Di recente è “scoppiato” il caso ChatGPT. Come impatta uno strumento del genere sul lavoro di un giornalista? Nel medio-lungo periodo, con i progressi sempre più tangibili dell’intelligenza artificiale, tool simili non rischiano di “rubare” il lavoro ai giornalisti? Se no, cos’è che ChatGPT (e l’intelligenza artificiale, in generale) non ha/non può fare che invece ha/può fare un giornalista?
«Come dicevo, il pensiero critico resterà il faro del giornalista, che ha, come unico scopo, quello di comunicare la verità. Dubito seriamente, ma proprio non lo voglio credere, che in un futuro prossimo la figura del cronista possa essere oscurata dall’intelligenza artificiale. Abbiamo provato tutti ChatGPT e, per certi versi, è stupefacente. Però, e questo lo si capisce anche a un primo utilizzo, può commettere errori, soprattutto se in gioco ci sono le storie delle persone. Forse potrebbe invece essere una svolta per l’elaborazione di dati. So che l’IA viene usata in modo performante negli Stati Uniti per notizie piene di numeri, finanziarie o sportive».
Quindi non c’è il rischio che il giornalista diventi una specie di “capo macchine” in una catena di montaggio, dove a scrivere l’articolo è l’intelligenza artificiale sulla base degli input forniti dal redattore il quale, alla fine, controllerà il risultato?
«Preferisco vederla come un’opportunità più che come un rischio. Non mi ci vedo come capo macchina. D’altro canto, l’ultima campagna pubblicitaria di RTL 102.5 è basata proprio sul potere degli esseri umani, su ciò che noi possiamo contrapporre all’algoritmo. Insomma, i computer hanno programmi, ma non hanno storie».
Con questo aumento sproporzionato di macchine e di richiesta di sempre più articoli, c’è ancora spazio per la creatività del giornalista?

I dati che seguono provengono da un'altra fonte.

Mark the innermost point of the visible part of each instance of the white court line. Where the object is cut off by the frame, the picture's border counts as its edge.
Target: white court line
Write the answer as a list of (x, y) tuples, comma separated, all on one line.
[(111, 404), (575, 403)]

Ma poi, è davvero necessaria la creatività o contano solo i fatti?
«Più che la creatività, sono convinta che ci sia qualcosa di insostituibile che deve possedere un giornalista: il senso della notizia. Ho visto tanti giovani volenterosi, ma a cui mancava questa parte fondamentale. Una volta che hai percepito quale sia la notizia, poi il lavoro è in discesa. Puoi farlo in modo più o meno creativo, ma hai preso la strada giusta».
Lei come si pone rispetto ai cambiamenti sempre più rapidi imposti dalla tecnologia e dall’intelligenza artificiale?
«Io vivo il rapporto con la tecnologia in modo molto sereno. Non sono una nativa digitale e forse qualche volta sono un po’ ‘boomer’, ma ho sempre cercato di rendermela amica per non farla diventare un problema. Accetto e accetterò volentieri l’aiuto che la l’IA potrà darmi, ma penso che sarà sempre il mio dito a schiacciare quel pulsante che apre il microfono e la mia mente che elaborerà un pensiero, anche avendo pochi secondi a disposizione per deciderlo e farlo».
In definitiva, secondo lei l’intelligenza artificiale applicata al giornalismo produrrà più vantaggi o svantaggi?
«Credo più vantaggi. Farà ordine, darà spunti, idee. Insomma, ci sarà utile, ma il fattore umano ed emotivo resterà la parte più importante del giornalista».